Despite the Pope's somewhat apologetic statement, the Muslim world is still protesting against his comments on Islam. While leaders in the region might be mobilizing the public because of the perception of insult, they might also be doing themselves a disservice.
Ultimately protesting is a commodity, in terms of its force as a message to the world. Like other commodities the more it is used the less value it has.
If the Muslim and the Arab worlds continue to be mobilized to protest on every small issue, those protests will continue to lose meaning and value. To put it simply, the more this happens, the less people will take the protests seriously.
Reactions to the current protests in the West range from sympathy with Muslim/Arab protestors to disdain. Some go so far as to say that the protests prove that Islam is an unreasonable religion and that the Arab region is essentially uncivil.
The people who proliferate this idea are not of concern to me for they are sufficiently displaying their own intellectual extremism and are unswayable.

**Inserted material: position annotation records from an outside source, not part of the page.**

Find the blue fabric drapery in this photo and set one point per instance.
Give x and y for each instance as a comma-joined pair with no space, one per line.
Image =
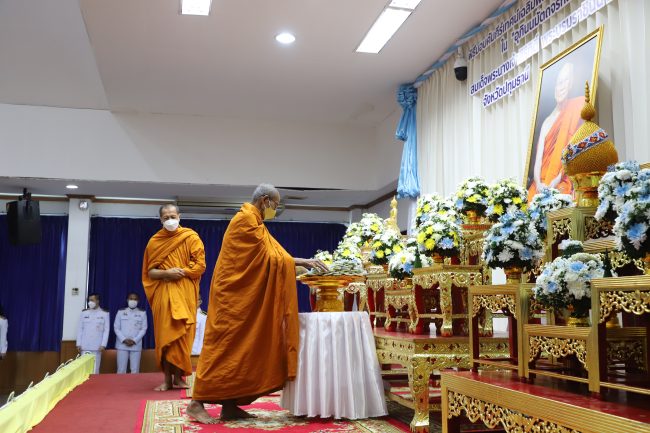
32,293
117,247
408,185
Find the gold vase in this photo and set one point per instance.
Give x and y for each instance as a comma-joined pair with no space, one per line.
513,274
472,217
585,186
578,322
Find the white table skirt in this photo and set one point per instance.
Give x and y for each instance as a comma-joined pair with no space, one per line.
338,372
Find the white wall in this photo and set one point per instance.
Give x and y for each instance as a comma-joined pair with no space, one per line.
65,143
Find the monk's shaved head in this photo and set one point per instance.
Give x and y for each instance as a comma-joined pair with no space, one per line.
265,189
168,206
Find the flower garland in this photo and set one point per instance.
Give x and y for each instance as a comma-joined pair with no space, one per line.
439,235
513,241
566,282
615,188
505,196
545,201
384,245
472,195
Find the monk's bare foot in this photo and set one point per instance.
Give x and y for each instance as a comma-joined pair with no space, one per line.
234,412
163,387
197,412
180,383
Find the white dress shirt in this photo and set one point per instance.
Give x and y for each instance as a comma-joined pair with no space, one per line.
94,326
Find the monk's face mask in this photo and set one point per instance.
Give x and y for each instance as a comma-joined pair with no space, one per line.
171,224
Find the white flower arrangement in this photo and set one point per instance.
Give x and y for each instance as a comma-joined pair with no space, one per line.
324,256
615,187
545,201
566,283
439,235
472,195
370,226
384,245
353,234
429,205
513,242
505,196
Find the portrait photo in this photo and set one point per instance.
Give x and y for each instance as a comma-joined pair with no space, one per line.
556,117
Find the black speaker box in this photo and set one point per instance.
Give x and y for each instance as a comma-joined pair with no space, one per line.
24,222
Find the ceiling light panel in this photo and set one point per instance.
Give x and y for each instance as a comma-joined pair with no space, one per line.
195,7
383,29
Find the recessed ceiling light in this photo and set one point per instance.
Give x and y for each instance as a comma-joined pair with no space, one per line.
383,29
404,4
195,7
285,38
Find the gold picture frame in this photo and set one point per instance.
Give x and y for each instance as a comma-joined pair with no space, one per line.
559,100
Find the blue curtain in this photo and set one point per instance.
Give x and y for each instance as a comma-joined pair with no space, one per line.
408,185
32,292
117,246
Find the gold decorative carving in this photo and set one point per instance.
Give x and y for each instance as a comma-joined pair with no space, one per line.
398,301
595,229
494,303
493,415
636,302
630,352
618,259
557,347
561,227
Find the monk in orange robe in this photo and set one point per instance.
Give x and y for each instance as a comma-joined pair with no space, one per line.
250,346
174,261
554,135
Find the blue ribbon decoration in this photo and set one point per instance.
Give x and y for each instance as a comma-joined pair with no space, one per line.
408,185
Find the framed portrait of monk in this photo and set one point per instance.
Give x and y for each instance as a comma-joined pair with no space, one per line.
560,98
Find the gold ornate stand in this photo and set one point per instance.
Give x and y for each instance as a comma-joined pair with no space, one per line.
421,356
519,409
445,278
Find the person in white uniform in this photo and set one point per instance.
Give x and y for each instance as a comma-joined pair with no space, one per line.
200,329
92,333
4,325
130,326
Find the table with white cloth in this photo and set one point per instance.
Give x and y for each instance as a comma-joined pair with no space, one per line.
338,372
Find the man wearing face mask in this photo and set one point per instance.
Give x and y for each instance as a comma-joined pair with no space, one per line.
250,346
93,329
130,326
174,261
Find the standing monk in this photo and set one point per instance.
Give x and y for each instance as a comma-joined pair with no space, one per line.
250,347
174,261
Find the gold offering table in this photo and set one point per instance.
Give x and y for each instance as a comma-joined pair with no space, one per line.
422,355
500,400
329,289
443,289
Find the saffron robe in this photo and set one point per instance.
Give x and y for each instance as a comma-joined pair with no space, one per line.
250,346
174,303
566,124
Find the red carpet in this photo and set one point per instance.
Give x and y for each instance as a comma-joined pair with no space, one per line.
111,403
106,403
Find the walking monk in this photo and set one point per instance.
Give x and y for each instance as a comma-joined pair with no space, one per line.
174,261
250,347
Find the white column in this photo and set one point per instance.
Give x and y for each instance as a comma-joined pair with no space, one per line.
76,275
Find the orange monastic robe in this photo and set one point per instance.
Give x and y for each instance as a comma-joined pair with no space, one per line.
251,335
174,303
566,124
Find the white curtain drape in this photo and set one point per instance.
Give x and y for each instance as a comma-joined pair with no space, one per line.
458,138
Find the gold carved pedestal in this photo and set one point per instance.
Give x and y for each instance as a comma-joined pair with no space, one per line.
329,290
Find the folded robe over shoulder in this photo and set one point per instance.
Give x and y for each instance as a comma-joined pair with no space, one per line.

My concern is that even the liberal and more tolerant segments are becoming less sympathetic and more numbed to what they perceive as the continued protests of a hypersensitive Muslim and Arab worlds.
The protests, and especially the actions of a few who burned churches among other violent reactions, will not win any hearts or minds in the West, but will have the contrary effect.
As an Arab Muslim I do think that we are hypersensitive. If someone says something offensive or in our view wrong, why can't we accept that and just move on? Why can't we accept that they are entitled to their opinion even if it is wrong? Even if we think it is inflammatory, why do we fail to seize the moral ground and instead somehow manage to produce the opposite perception?
The issue is not whether the Pope's speech was offensive or not, but whether the response was counterproductive. Additionally, it is not the people who are protesting who are at fault, but the media and other "influentials" who keep harping on the clash of civilizations who are really doing everyone a disservice.
Populations in the Muslim world live under continued economic, social, and political stress anyhow, which makes for easily agitated populations. Media gatekeepers and others in influential positions should know better than to manipulate them.
This concern is not restricted to Muslim commentators, for one cannot escape the commentators on CNN and FOX who use the argument that the unfortunate killing of the Italian nun or the burning of the churches proves that the Muslim religion is irrational and inherently violent, while reminding their viewers that there is indeed a clash between the civil and rational Western civilization and the irrational ways of the Muslims.
In the end the protests are not going to lead to anything and this by default is a negative result for the Muslim world because whenever there is a great mobilization that culminates in nothing, it indicates the powerlessness of the mobilized.
So what is the solution one may ask if one feels offended by the statements of the Pope? Well, how about a little statement sent to news agencies signed by various relevant high level institutions that explains that the speech was offensive to Muslim sensibilities and lays out exactly the reason why it was.
Or, how about sending a delegation to meet the Pope to discuss those remarks, and trying to attract the media to this meeting.
Perhaps the best response would have been not to make a big deal of the issue particularly when making such a big deal will not benefit anyone, but rather creates an environment that empowers extremists on both sides.